The paper was inspired by the Editing Nature Summit, chaired by Kofler and hosted at Yale in the spring of 2017. During the two-day event, participants from a range of disciplines grappled with the ethical questions surrounding the development and deployment of gene editing technologies into the environment. Of critical importance, they concluded, are the questions of who gets to decide what technologies are used and the process by which they reach that decision.

The co-authors, who all participated in the summit, represent 12 different academic institutions and more than a dozen disciplines, including ecologists, geneticists, philosophers, policy experts and journalists.

In the paper, they looked in particular at CRISPR (Clustered Regularly Interspaced Short Palindromic Repeats) gene editing and other related technologies like gene drives, which are designed to spread genetic changes — including traits such as infertility — through populations of species.

But if these technologies have the potential to eliminate threats to public health or ecosystems, little is known about potential side effects, such as unwanted mutations and new evolutionary resistance.

“There are many proposals to release gene edited organisms into the wild and even actively drive them into the genomes of native wild populations to address a wide range of environmental issues,” said Oswald Schmitz, the Oastler Professor of Population and Community Ecology at Yale's School of Forestry & Environmental Studies and director of the Yale Institute for Biospheric Studies.
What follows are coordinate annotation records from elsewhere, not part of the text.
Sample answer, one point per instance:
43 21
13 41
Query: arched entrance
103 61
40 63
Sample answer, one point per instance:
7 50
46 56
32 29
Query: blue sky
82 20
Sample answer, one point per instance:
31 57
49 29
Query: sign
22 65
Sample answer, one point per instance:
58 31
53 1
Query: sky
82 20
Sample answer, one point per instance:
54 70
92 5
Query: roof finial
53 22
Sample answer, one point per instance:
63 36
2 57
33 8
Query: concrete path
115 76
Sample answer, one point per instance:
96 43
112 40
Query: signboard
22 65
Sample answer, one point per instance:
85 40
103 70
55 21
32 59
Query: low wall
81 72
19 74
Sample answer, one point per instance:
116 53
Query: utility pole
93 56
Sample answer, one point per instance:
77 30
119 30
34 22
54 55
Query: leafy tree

“But this is all proceeding at a heady pace with very little discussion with potentially affected communities or even formal safeguards in place to ensure that these well-intentioned technologies don’t unintentionally spread globally to destroy ecosystems and human welfare and cultures that rely on them.” 
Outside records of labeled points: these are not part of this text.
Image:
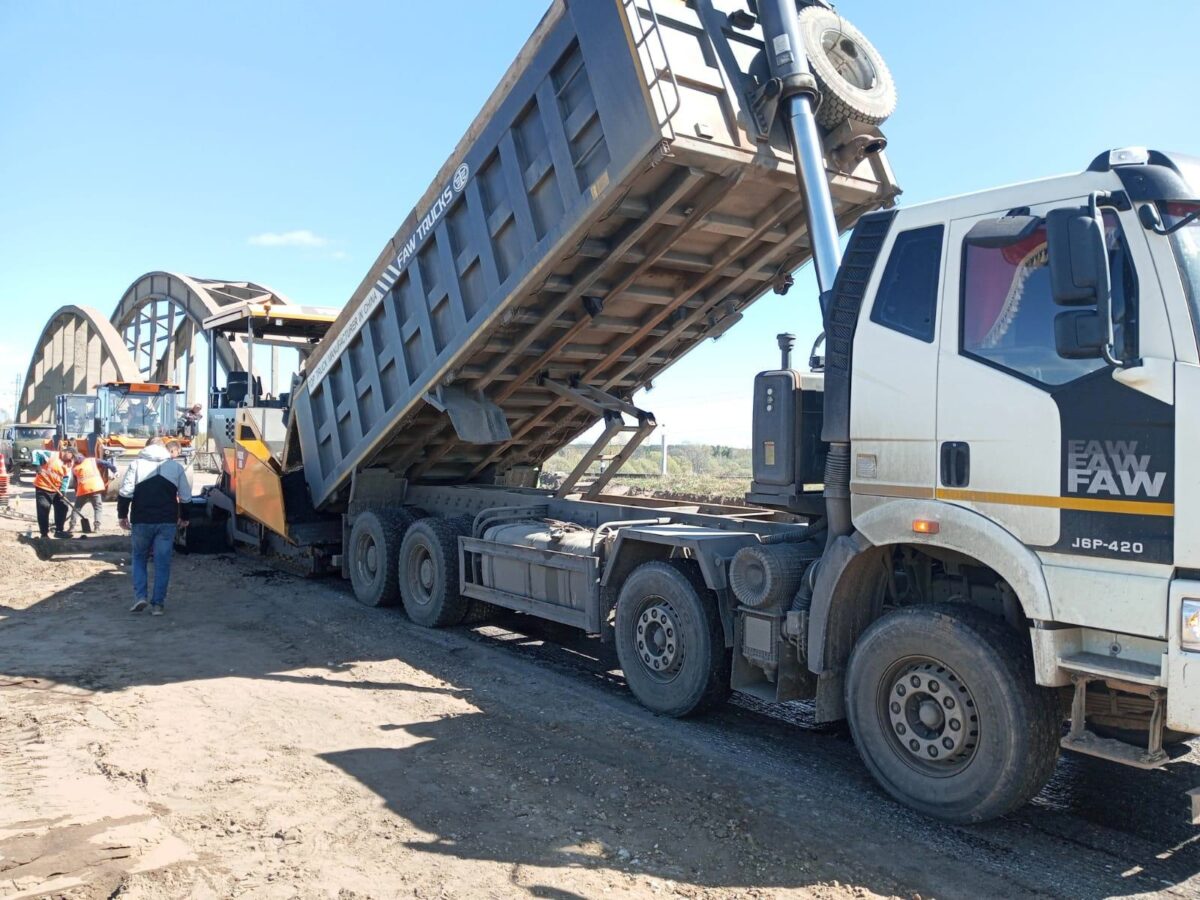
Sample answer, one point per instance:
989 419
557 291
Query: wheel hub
426 574
933 714
658 639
Complicating the discussion is the fact that, in some cases, the proposed gene-editing strategies could mitigate very real public health threats, such as the life-or-death consequences of malaria in parts of Africa, said Collins.
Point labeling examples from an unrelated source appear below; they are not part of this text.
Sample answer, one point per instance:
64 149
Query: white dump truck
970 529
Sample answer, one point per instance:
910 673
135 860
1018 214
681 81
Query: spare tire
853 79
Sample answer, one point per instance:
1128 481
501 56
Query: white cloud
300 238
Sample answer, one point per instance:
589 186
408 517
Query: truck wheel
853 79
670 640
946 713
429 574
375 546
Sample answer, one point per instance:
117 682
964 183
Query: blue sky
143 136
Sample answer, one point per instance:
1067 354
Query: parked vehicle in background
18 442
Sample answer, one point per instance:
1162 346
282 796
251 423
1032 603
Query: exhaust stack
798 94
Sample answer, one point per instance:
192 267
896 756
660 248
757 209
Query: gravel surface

“It’s just really so important that we give every consideration to what the larger implications would be of releasing these organisms,” he added. “It’s also vital that we rely on context and history to guide us in terms of being willing to move ahead with these important areas of research, but also that we do it in a way that is cautious, judicious, and transparent.

“That way, individuals and society can then make an informed judgment as to which of these technologies should be deployed and how that should be done.”